L'atmosphère se fit plus pesante encore les jours qui suivirent. Les regards se faisaient de moins en moins discrets. Certains posaient sur elle un œil libidineux sans qu'elle puisse saisir l'origine de ce changement. Cela la déstabilisait plus qu'elle ne voulait l'admettre, pourtant elle ne dit rien, ni à Alec, ni à Harry, encore en convalescence au fond de leur lit. Cela la faisait bouillir, elle pouvait faire face à des personnes qui venaient se confronter à elle. Elle n'avait jamais été de celle qui se laissait marcher sur les pieds cependant, elle n'était pas du tout à l'aise avec ce genre de combat : ceux qui se jouent à visage caché. Elle ne savait pas contre qui retourner toute cette colère. Ce qui l'agaçait encore plus était le comportement inhabituel de Suzanne et Lucas qui malgré ses tentatives pour comprendre ce qu'il se passait semblaient esquiver systématiquement le sujet. Elle voyait pourtant dans leurs sourires une feinte qui ne leur ressemblait pas. Elle fût prise d'un profond sentiment de solitude, se demandant comment Suzanne et Lucas pouvait ainsi lui tourner le dos. Elle refusait de le montrer mais, cela l'affectait énormément. Comme à son habitude, elle n'en montra rien et prit de plus en plus de distance, par rapport aux autres et par rapport à ses propres ressentis, se murant derrière des défenses toujours plus haute, la rendant toujours plus inaccessible.
***
Un matin, alors qu'Elena se dirigeait vers la bibliothèque, elle aperçut Lucas adossé contre un mur, les bras croisés. Elle ralentit en remarquant un coquard violet et gonflé à son œil droit. Sans considération pour les tensions qui les avaient éloigné elle se précipita vers lui, inquiète, « Lucas ! Qu'est-ce qui t'est arrivé ? » Lucas et Suzanne lui semblaient certes mal à l'aise en sa présence, mais le voir ainsi blesser réveillait son côté protecteur.
« Rien de grave. » répondit Lucas en détournant le regard.
Le voir lui mentir la blessa et son ton se fit plus sec qu'elle le l'aurait voulu, « Ne me prends pas pour une idiote. Qui t'a fait ça ? »
Lucas haussa les épaules. « Personne. Laisse tomber, j'ai pas envie que tu t'en mêle de toute façon. »

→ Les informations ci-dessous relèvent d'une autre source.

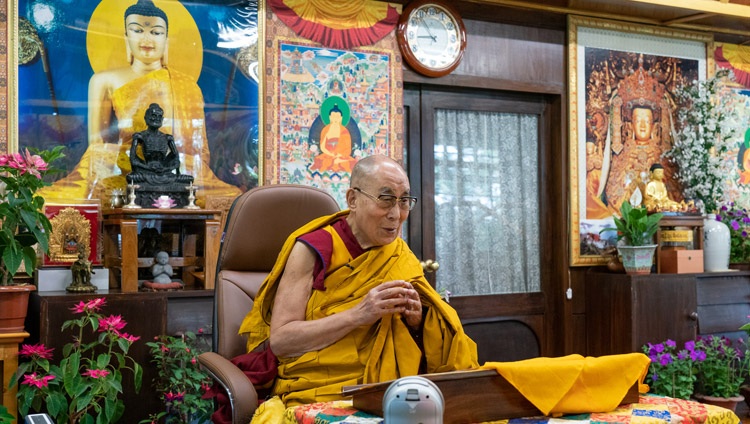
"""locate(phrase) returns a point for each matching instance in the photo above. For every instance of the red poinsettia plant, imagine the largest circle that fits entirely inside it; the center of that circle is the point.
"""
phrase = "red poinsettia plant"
(85, 386)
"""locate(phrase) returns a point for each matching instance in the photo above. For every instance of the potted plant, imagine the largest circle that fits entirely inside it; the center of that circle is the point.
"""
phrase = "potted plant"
(22, 226)
(182, 382)
(85, 386)
(672, 372)
(721, 373)
(635, 233)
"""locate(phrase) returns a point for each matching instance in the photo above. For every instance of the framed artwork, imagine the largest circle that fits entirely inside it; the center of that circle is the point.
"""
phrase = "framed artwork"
(84, 74)
(622, 106)
(734, 57)
(328, 108)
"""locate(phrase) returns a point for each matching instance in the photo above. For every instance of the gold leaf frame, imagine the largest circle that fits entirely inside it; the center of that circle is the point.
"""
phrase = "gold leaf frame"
(632, 38)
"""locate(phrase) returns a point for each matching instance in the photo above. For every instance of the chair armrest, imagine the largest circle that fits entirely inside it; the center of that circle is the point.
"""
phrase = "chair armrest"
(243, 398)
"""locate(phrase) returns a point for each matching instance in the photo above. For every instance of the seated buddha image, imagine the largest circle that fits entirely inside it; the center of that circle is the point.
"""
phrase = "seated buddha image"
(336, 134)
(121, 91)
(743, 163)
(656, 197)
(642, 108)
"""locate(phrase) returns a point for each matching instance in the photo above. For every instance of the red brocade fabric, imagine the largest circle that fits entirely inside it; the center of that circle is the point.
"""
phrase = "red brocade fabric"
(338, 32)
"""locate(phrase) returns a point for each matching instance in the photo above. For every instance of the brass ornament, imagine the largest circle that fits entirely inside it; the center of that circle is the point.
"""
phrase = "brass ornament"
(29, 43)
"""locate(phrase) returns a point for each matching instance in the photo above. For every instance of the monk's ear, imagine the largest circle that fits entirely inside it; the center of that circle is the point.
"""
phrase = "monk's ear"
(351, 197)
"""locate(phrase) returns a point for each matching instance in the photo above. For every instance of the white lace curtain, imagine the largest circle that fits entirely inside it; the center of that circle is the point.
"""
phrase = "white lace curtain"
(487, 202)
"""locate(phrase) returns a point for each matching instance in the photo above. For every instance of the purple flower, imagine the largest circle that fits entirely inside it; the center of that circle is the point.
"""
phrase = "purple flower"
(665, 360)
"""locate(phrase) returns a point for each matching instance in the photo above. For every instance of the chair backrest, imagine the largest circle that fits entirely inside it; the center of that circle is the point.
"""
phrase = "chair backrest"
(258, 223)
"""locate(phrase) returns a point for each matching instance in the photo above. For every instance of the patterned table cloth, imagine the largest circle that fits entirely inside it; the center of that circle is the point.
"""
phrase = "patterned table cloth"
(650, 409)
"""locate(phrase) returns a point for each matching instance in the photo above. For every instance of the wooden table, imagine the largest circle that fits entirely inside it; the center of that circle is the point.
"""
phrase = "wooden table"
(121, 230)
(9, 358)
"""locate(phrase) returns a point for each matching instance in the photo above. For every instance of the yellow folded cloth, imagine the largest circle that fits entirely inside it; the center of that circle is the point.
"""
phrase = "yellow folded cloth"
(573, 384)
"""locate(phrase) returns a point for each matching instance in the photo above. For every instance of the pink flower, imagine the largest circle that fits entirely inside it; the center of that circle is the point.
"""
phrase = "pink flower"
(93, 305)
(127, 336)
(113, 323)
(172, 397)
(96, 373)
(39, 351)
(37, 381)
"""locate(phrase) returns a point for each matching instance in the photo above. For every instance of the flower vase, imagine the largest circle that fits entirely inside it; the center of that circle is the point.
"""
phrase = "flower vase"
(14, 301)
(716, 244)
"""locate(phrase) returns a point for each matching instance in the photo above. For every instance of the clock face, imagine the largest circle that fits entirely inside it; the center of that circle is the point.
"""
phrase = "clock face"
(432, 38)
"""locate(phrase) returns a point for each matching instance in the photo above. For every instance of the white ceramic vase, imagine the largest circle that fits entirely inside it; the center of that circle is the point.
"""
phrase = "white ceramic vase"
(637, 260)
(716, 244)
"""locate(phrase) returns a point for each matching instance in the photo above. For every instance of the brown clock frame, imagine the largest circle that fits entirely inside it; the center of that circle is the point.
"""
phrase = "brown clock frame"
(403, 43)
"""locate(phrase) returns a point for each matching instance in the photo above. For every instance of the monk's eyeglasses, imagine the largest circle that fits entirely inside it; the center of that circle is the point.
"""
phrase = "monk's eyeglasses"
(387, 201)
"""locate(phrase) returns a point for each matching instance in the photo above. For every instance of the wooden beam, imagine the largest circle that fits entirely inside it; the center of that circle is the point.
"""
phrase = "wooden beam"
(717, 7)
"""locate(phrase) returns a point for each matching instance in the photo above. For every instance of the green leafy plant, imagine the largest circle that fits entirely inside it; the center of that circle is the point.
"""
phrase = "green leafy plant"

Elena chercha le soutien dans le regard de Suzanne sans pouvoir l'obtenir. Elle prit leur manque de confiance en elle comme une claque. Elle se sentait rejetée et trouvait cette situation profondément injuste. Ses amis avait donc décidé de la laisser à l'écart pour quelque chose dont il ne daignait même pas l'informer. L'inquiétude laissa place à la colère « D'accord, c'est quoi cette histoire ? Qu'est-ce qui se passe avec vous deux et avec les gens en général ? C'est comme s'il y avait un truc que je serais la dernière à savoir et ça commence à me les briser sévère ! » Lucas resta muet, et Suzanne regardait ses pieds mal à l'aise.
C'est à ce moment que Greg la surprit par derrière. Elle ne l'avait jamais véritablement apprécié contrairement à ce qu'il avait laissé entendre à Alec mais, c'était un coéquipier de Lucas et Harry alors elle l'avait jusque là toléré. Avec son sourire suffisant et sa démarche délibérément nonchalante, il semblait chercher les ennuis. « Hé, Elena ! Ça fait une paye. ». Il semblait étonnamment arrogant et Elena n'était pas d'humeur à faire semblant, « Désolée Greg mais, j'ai pas vraiment le temps de faire joujou avec toi. Au cas où tu l'aurais pas remarqué j'suis en pleine conversation et t'es pas concerné. »
« Je te trouve bien hautaine pour une meuf qu'écarte les cuisses pour un peu d'argent. Si j'avais su, on aurait pu s'arranger plus tôt ! » lança-t-il suffisamment fort pour ses potes. Des rires gras résonnèrent dans le couloir.
« Ta gueule Greg ! » s'énerva Lucas.
« Où quoi ? Tu compte essayer de m'en coller une à moi aussi ? Me tente pas Lucas, Alec et Harry ne sont pas là pour te couvrir aujourd'hui ! » cracha-t-il sur un ton méprisant.
Elena qui jusque là était restée muette sous le coup de la sidération serra les poings puis se retourna vers Greg, lentement, ses yeux aussi froids que la glace. « Pardon ? Tu peux répéter ? » articula-t-elle, sa voix tranchante et menaçante.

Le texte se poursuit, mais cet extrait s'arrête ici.